Source: The Myth Of Hiawatha


As spring approaches, the Indians return from their wintering grounds
to their villages, engage in feasting, soon exhaust their stock of
provisions, and begin to suffer for the want of food. Such of the
hunters as are of an active and enterprising cast of character, take
the occasion to separate from the mass of the population, and remove to
some neighboring locality in the forest, which promises the means of
subsistence during this season of general lassitude and enjoyment.

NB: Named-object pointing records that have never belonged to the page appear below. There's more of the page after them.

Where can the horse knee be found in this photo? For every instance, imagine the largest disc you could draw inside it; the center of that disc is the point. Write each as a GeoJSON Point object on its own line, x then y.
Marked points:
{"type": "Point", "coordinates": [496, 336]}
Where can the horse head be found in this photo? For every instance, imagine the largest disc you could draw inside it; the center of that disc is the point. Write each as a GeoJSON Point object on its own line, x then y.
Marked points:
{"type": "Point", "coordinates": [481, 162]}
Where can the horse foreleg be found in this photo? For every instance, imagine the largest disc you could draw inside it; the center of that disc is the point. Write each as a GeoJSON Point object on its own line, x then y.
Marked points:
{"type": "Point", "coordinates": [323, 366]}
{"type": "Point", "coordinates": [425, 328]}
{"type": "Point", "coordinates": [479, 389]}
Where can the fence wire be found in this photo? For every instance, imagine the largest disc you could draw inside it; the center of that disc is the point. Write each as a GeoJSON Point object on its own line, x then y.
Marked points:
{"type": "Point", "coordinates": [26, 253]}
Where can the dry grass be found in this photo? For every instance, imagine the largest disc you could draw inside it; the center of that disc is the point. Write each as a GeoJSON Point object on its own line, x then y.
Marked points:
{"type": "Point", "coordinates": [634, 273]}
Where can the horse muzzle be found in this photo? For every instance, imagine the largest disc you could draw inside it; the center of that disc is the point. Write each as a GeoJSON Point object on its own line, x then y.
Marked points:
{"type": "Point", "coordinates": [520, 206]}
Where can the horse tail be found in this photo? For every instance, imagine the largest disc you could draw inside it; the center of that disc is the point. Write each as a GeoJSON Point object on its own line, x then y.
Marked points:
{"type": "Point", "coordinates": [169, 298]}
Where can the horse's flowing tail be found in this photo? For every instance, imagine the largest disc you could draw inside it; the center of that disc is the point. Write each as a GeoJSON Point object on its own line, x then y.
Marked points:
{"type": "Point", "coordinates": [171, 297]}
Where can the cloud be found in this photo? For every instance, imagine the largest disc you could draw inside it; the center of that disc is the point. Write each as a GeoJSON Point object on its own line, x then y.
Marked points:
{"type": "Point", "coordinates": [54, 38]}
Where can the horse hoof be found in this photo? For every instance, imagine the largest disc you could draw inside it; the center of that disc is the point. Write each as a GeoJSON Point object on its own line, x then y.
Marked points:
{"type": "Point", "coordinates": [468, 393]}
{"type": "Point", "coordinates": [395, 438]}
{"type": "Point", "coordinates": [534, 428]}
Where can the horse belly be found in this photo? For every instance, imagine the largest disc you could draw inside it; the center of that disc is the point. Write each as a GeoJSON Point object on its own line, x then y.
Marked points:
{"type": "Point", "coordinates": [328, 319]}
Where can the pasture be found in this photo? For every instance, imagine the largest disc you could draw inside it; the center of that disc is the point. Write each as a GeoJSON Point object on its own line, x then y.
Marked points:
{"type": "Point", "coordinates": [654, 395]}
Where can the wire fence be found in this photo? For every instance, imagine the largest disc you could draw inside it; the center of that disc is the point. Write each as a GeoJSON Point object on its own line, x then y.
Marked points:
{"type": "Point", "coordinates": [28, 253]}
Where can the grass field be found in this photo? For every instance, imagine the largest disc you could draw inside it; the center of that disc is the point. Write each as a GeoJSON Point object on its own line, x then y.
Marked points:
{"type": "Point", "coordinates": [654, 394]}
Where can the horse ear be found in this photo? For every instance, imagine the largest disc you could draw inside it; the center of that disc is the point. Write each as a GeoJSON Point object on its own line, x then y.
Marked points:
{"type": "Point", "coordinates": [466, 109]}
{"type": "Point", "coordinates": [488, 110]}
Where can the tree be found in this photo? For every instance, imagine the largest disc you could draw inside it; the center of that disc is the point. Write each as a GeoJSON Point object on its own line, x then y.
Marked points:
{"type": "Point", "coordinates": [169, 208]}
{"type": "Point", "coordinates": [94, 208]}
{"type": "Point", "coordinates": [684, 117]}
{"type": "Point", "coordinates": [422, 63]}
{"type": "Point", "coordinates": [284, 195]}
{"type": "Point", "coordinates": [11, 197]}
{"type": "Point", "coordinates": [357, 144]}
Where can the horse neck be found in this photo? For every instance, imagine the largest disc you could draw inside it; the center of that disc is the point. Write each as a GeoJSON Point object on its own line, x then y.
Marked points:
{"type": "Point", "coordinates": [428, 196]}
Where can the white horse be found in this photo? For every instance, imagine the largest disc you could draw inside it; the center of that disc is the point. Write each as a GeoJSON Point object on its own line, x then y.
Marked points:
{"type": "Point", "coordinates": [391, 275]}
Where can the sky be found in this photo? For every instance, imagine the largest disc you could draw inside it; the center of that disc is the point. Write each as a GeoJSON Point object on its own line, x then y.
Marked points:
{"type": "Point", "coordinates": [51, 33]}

Among the families who thus separated themselves, on a certain occasion,
there was a man called Odshedoph Waucheentongah, or the Child of Strong
Desires, who had a wife and one son. After a day's travel he reached an
ample wood with his family, which was thought to be a suitable place to
encamp. The wife fixed the lodge, while the husband went out to hunt.
Early in the evening he returned with a deer. Being tired and thirsty he
asked his son to go to the river for some water. The son replied that it
was dark and he was afraid. He urged him to go, saying that his mother,
as well as himself, was tired, and the distance to the water was very
short. But no persuasion was of any avail. He refused to go. "Ah, my
son," said the father, at last, "if you are afraid to go to the river,
you will never kill the Red Head."

The boy was deeply mortified by this observation. It seemed to call up
all his latent energies. He mused in silence. He refused to eat, and
made no reply when spoken to.

The next day he asked his mother to dress the skin of the deer, and make
it into moccasins for him, while he busied himself in preparing a bow
and arrows. As soon as these things were done, he left the lodge one
morning at sunrise, without saying a word to his father or mother. He
fired one of his arrows into the air, which fell westward. He took that
course, and at night coming to the spot where the arrow had fallen, was
rejoiced to find it piercing the heart of a deer. He refreshed himself
with a meal of the venison, and the next morning fired another arrow.
After travelling all day, he found it also in another deer. In this
manner he fired four arrows, and every evening found that he had killed
a deer. What was very singular, however, was, that he left the arrows
sticking in the carcasses, and passed on without withdrawing them. In
consequence of this, he had no arrow for the fifth day, and was in great
distress at night for the want of food. At last he threw himself upon
the ground in despair, concluding that he might as well perish there as
go further. But he had not lain long before he heard a hollow, rumbling
noise, in the ground beneath him. He sprang up, and discovered at a
distance the figure of a human being, walking with a stick. He looked
attentively and saw that the figure was walking in a wide beaten path,
in a prairie, leading from a lodge to a lake. To his surprise, this
lodge was at no great distance. He approached a little nearer and
concealed himself. He soon discovered that the figure was no other than
that of the terrible witch, Wok-on-kahtohn-zooeyah-pee-kah-haitchee, or
the little old woman who makes war. Her path to the lake was perfectly
smooth and solid, and the noise our adventurer had heard, was caused by
the striking of her walking staff upon the ground. The top of this staff
was decorated with a string of the toes and bills of birds of every
kind, who at every stroke of the stick, fluttered and sung their various
notes in concert.

She entered her lodge and laid off her mantle, which was entirely
composed of the scalps of women. Before folding it, she shook it
several times, and at every shake the scalps uttered loud shouts of
laughter, in which the old hag joined. Nothing could have frightened
him more than this horrific exhibition. After laying by the cloak she
came directly to him. She informed him that she had known him from the
time he left his father's lodge, and watched his movements. She told
him not to fear or despair, for she would be his friend and protector.
She invited him into her lodge, and gave him a supper. During the
repast, she inquired of him his motives for visiting her. He related
his history, stated the manner in which he had been disgraced, and the
difficulties he labored under. She cheered him with the assurance of
her friendship, and told him he would be a brave man yet.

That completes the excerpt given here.